Потом он стал различать одобрительные интонации в голосе Афанасьича — они радовали, и наконец обрел себя целиком и одновременно — сарай со всем оборудованием, пыльный луч солнца, проникавший в дверную щель, в перехвате его вспыхивали золотыми искорками летучие насекомые, полиэтиленовые мешочки с расчлененным телом. Он понял: возникла новая действительность, в которой теперь придется жить. И чем это хуже бериевских дней, когда сожгли в печи изнасилованную вдову маршала Бекаса и двух цыганских девочек? Не сошел же он тогда с ума, а исправно, по-солдатски нес службу. Все дело в неожиданности, отвычке. Он расслабился, потерял форму, боевитость. А время опять такое, что надо себя держать, надо опять стать мужчиной.
— Сейчас загрузим машину, — говорил Афанасьич, — позавтракаем а-ля фуршет и поедем похоронки делать.
На мгновение желудок Ивана Сергеевича спазматически сжался, но уже все было отдано, расслабился и затих.

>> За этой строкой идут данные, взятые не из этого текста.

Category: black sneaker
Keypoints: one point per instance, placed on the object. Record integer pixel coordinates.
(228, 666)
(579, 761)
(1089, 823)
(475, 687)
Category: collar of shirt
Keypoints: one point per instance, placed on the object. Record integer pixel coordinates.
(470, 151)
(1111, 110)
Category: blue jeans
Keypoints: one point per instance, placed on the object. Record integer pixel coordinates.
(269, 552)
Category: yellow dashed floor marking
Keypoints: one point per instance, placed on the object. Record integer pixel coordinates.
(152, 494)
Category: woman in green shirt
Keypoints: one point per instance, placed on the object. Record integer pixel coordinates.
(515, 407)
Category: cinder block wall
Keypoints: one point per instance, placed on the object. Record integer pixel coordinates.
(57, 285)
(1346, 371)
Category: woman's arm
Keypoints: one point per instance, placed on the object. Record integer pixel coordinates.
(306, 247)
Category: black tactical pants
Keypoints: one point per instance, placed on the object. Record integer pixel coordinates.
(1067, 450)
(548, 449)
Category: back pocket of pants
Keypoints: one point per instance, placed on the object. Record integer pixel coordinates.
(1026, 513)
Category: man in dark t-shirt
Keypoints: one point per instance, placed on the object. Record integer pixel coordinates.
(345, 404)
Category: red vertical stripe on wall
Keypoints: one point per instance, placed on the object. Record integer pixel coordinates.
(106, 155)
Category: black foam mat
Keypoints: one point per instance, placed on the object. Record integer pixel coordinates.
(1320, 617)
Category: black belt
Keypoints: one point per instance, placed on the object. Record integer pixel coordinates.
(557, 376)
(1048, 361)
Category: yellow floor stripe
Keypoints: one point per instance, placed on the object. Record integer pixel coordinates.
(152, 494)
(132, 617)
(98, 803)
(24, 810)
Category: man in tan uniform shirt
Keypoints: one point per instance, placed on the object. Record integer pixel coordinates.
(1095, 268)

Сухомятка на бегу иной раз бывает вкуснее обрядового застолья. Иван Сергеевич с аппетитом уплетал крутые яйца, домашнюю ветчину и малосольные огурчики.
— Как ты его завлек?
— Проще простого. Он же писатель, — усмехнулся Афанасьич. — Мемуары тачает. Я попросил почитать. Примчался чуть свет и не удивился, чего мне так рано занадобилось. Авторское тщеславие погубило. А знаешь, Сергеич, рукописи горят.
— Ты хоть заглянул, чего он там пишет?
— Нужна мне эта клевета! Небось вроде Живаги. Я «Фаворита» никак не дочитаю. Хорошо съездил?
— Отлично! Был в Сокольниках на литературно-религиозном празднике. Морошкина живого видел, Петрова-Сидорова, Шафигулина — всю силу.
— Потом расскажешь. Со всеми подробностями. А сейчас надо… этого раскидать.
— Не будут его искать?
— Кому он нужен? Только рады будут, что избавились.
— Здешние могут хватиться.
— Лет через пять. Когда сообразят, что участок пустует. Помнишь, он нас живыми трупами обозвал? Мы и правда живые, о нем так не скажешь.
— Ловко ты распорядился!
— Я считаю — на троечку, — скромно сказал Афанасьич. — Опыта нет. Лекция Омельянова, конечно, помогла. Но сам знаешь, одно дело — теория, другое — практика. Ладно, лиха беда начало.
— Чем ты его?
— Дрыном. Он и ахнуть не успел. Заморил червячка? Возьми бутерброд с собой. Это всегда так: после дела — волчий аппетит.